Checking the NETWORK tab of Chrome Dev Tools I discovred that those libraries also try to download many css/image files dynamicaly. The browser tries to download those resources from my local domain, instead of the CDN - of course. So I would have to move all those files to my local server too.

But my question is this: is there anyway I can use something similar to the BASE tag, but to scripts?

For example, my single.js would be like this:

base_download = 'cdnjs.cloudflare.com';
//HERE COMES THE CONTENT OF JQUERY LIBRARY
//...

base_download = 'cdn.jsdelivr.com';
//HERE COMES THE CONTENT OF SEMANTIC UI LIBRARY
//...

base_download = 'cdnjs.cloudflare.com';
//HERE COMES THE CONTENT OF THE ANIMATE JS LIBRARY
//...

So the browser would know correctly where to download the content that each js code requests.

If I was not clear I say sorry and I am here to clarify whatever you need!


Solution

  • From this question, and your other question, I think that you may be missunderstanding the purpose of a CDN.
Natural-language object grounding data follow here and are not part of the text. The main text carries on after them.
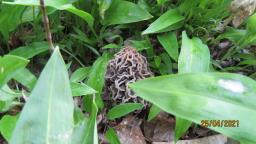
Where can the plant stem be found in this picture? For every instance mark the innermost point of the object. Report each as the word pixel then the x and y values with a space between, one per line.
pixel 46 25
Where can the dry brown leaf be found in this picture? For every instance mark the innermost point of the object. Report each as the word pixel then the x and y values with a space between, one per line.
pixel 216 139
pixel 129 131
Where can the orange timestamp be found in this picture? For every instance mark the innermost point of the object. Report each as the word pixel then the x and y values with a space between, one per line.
pixel 220 123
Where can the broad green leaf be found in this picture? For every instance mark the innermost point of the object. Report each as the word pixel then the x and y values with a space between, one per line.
pixel 58 4
pixel 26 78
pixel 80 89
pixel 170 20
pixel 205 96
pixel 97 77
pixel 30 50
pixel 7 125
pixel 9 65
pixel 232 34
pixel 112 137
pixel 153 112
pixel 47 116
pixel 80 74
pixel 170 44
pixel 122 110
pixel 194 55
pixel 86 132
pixel 121 12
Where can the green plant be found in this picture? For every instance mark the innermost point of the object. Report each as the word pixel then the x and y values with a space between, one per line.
pixel 194 78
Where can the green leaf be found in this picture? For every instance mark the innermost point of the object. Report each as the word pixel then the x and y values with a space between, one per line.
pixel 112 137
pixel 170 20
pixel 194 55
pixel 205 96
pixel 250 26
pixel 103 6
pixel 47 116
pixel 9 65
pixel 121 12
pixel 80 74
pixel 58 4
pixel 153 112
pixel 232 34
pixel 7 125
pixel 170 44
pixel 30 50
pixel 7 99
pixel 97 77
pixel 80 89
pixel 122 110
pixel 26 78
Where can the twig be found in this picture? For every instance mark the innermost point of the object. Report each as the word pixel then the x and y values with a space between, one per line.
pixel 46 25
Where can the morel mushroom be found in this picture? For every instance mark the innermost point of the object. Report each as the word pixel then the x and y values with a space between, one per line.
pixel 241 9
pixel 127 67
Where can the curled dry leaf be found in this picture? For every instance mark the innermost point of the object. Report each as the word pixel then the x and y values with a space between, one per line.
pixel 129 131
pixel 127 67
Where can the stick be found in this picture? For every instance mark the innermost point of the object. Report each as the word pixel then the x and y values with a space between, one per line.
pixel 46 25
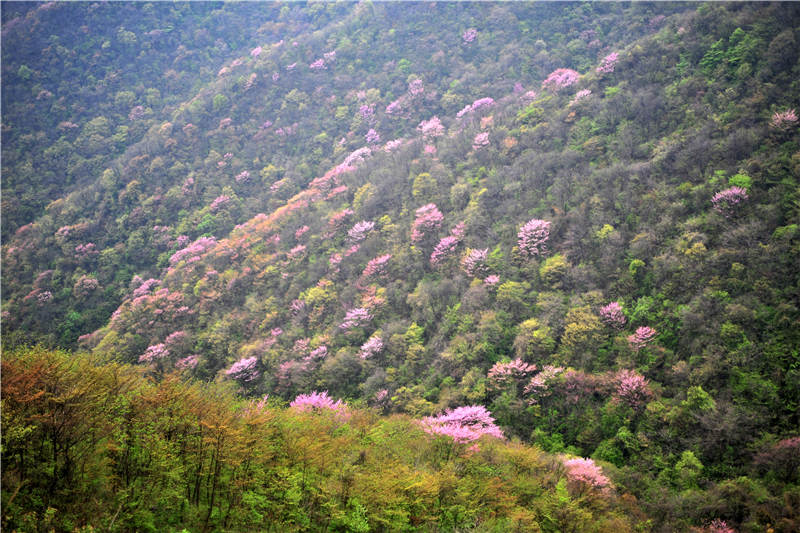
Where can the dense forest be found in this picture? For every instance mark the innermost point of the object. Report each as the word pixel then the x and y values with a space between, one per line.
pixel 401 266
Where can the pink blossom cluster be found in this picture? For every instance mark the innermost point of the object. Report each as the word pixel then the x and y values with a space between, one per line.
pixel 366 111
pixel 154 353
pixel 784 120
pixel 632 388
pixel 198 247
pixel 428 218
pixel 85 286
pixel 580 95
pixel 725 202
pixel 245 369
pixel 586 472
pixel 502 373
pixel 44 297
pixel 538 385
pixel 463 424
pixel 719 526
pixel 445 247
pixel 355 318
pixel 370 348
pixel 431 128
pixel 136 113
pixel 187 362
pixel 360 231
pixel 372 137
pixel 532 237
pixel 319 401
pixel 560 79
pixel 474 262
pixel 299 232
pixel 296 252
pixel 469 35
pixel 643 336
pixel 219 202
pixel 480 140
pixel 391 146
pixel 85 250
pixel 377 266
pixel 612 315
pixel 609 63
pixel 416 87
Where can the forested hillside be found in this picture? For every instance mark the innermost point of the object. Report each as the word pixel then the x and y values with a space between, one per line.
pixel 580 218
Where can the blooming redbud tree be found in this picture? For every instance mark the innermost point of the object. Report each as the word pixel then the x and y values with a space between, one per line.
pixel 480 140
pixel 372 347
pixel 319 402
pixel 560 79
pixel 463 424
pixel 584 472
pixel 726 202
pixel 642 337
pixel 608 64
pixel 612 315
pixel 154 353
pixel 533 236
pixel 360 231
pixel 784 120
pixel 355 318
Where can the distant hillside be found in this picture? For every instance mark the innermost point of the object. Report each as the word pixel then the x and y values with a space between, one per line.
pixel 584 217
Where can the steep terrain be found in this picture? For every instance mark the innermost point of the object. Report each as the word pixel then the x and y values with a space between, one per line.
pixel 583 217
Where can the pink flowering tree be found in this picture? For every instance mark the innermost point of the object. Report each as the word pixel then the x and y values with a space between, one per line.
pixel 319 402
pixel 533 236
pixel 360 231
pixel 643 336
pixel 428 219
pixel 783 120
pixel 154 353
pixel 612 315
pixel 728 201
pixel 560 79
pixel 583 474
pixel 502 374
pixel 469 35
pixel 480 140
pixel 244 370
pixel 463 424
pixel 474 262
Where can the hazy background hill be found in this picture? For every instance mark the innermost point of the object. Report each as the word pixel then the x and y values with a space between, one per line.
pixel 582 216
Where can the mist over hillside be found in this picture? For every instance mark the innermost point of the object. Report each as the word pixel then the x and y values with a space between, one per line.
pixel 561 231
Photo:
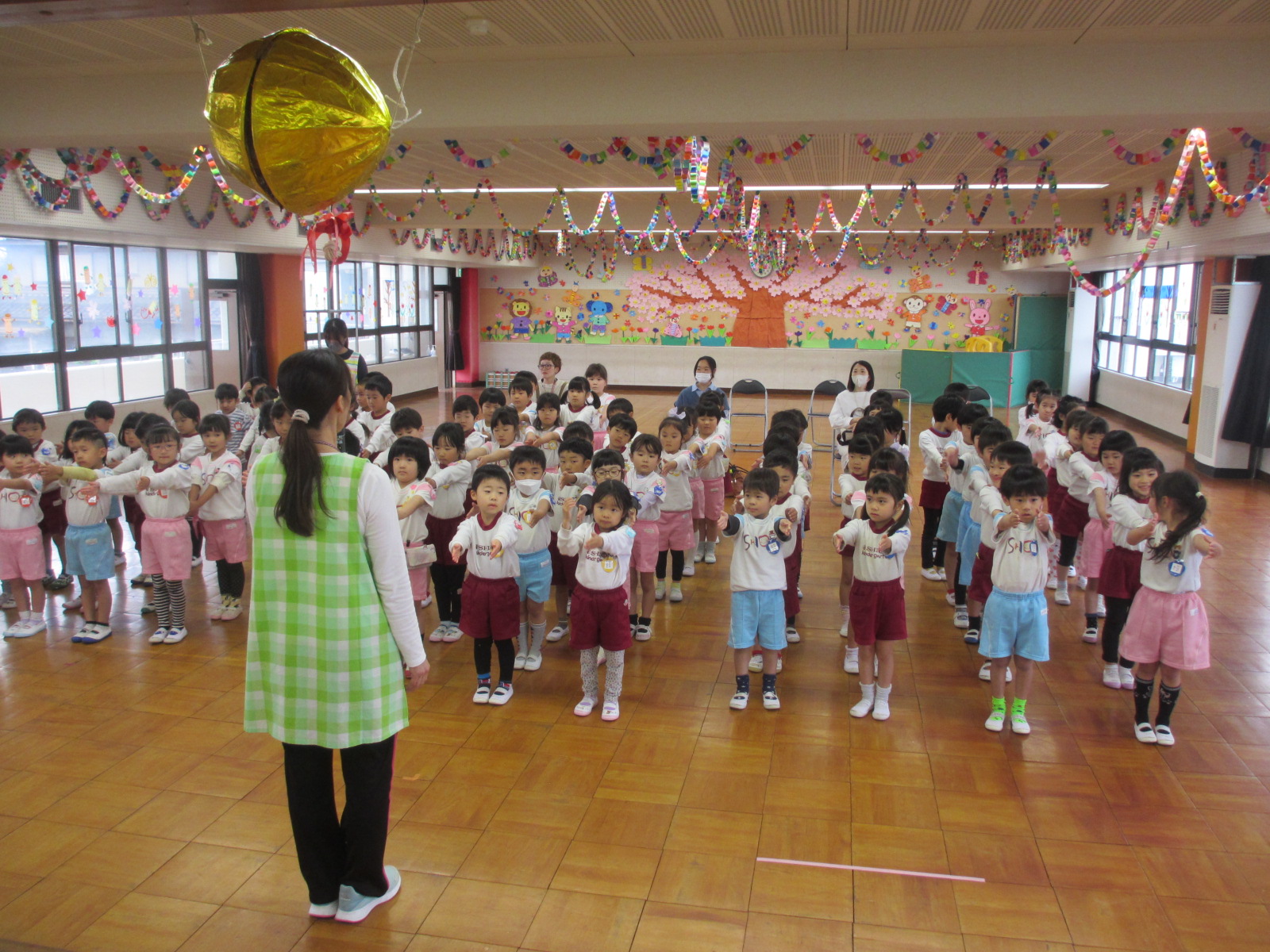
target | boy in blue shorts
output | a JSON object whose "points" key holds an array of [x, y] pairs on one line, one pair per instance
{"points": [[533, 505], [1016, 617], [757, 582]]}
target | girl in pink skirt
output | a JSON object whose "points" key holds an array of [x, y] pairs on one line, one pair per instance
{"points": [[1168, 626]]}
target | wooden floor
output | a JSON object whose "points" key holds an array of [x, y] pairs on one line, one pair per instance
{"points": [[137, 814]]}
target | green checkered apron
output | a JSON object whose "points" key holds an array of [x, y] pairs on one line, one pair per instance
{"points": [[321, 666]]}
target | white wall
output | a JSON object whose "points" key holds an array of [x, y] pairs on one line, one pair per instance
{"points": [[1149, 403]]}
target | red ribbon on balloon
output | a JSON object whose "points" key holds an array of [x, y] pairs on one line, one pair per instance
{"points": [[340, 226]]}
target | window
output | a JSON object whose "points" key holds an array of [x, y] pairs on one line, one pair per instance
{"points": [[389, 308], [83, 321], [1147, 328]]}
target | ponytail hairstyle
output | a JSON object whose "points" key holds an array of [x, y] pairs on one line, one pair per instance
{"points": [[581, 385], [310, 382], [1136, 460], [893, 486], [1183, 489], [1038, 387]]}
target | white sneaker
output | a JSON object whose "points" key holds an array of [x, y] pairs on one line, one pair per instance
{"points": [[851, 663], [356, 907]]}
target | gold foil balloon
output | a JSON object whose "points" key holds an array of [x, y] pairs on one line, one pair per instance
{"points": [[298, 120]]}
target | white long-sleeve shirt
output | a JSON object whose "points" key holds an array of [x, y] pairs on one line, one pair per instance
{"points": [[872, 564], [600, 569], [165, 498], [1022, 560], [225, 473], [378, 524], [478, 539]]}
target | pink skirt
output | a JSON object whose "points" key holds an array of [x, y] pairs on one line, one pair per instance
{"points": [[1094, 549], [167, 549], [1166, 628]]}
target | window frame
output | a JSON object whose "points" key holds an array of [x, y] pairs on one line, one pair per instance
{"points": [[1115, 313], [61, 359]]}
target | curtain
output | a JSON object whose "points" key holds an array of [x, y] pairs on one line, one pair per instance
{"points": [[251, 315], [1249, 409]]}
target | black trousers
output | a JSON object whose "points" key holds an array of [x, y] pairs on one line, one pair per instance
{"points": [[341, 850]]}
    In this question, you say that you want to copy the code hosted on a CDN, unify it into a single resource, and host that yourself. That is not a problem. However, the way to do that is not to use the CDN hosted files, but to use the actual library source and build your own bundle through a bundler like webpack, browserify, or rollup.

    Those bundlers take the issues that you are encountering right now into consideration as they build. The static resources are either made correctly relative or added inline into the bundle.

    Additionally, in one of your comments you say:

    downloading a single file is way faster than downloading 10 individual JS files for 10 different libraries. For each library the browser has to initiate a request, domain resolution and so on. Joining JS files make it load much faster and also PageSpeed Insights give you much better score when importing less JS files

    This is true if you have to actually download the resource. As I mentioned on your other question, the point of a CDN is to try and make it so that you do not have to download a copy of a library every time you visit a different website. Instead, if both Site A and Site B use somelib@2.0.0, and both load the resource by having a script with src: <script src="http://some.cdn.com/somelib@2.0.0"></script>, whichever site you visit first will have your user load the script and whenever your user visits the second site, the browser will say, "I already have that resource cached, I'll just use that".

    This saves a network call for your user meaning there is no request overhead, only the overhead that it takes for the browser to realize that it already has the resource.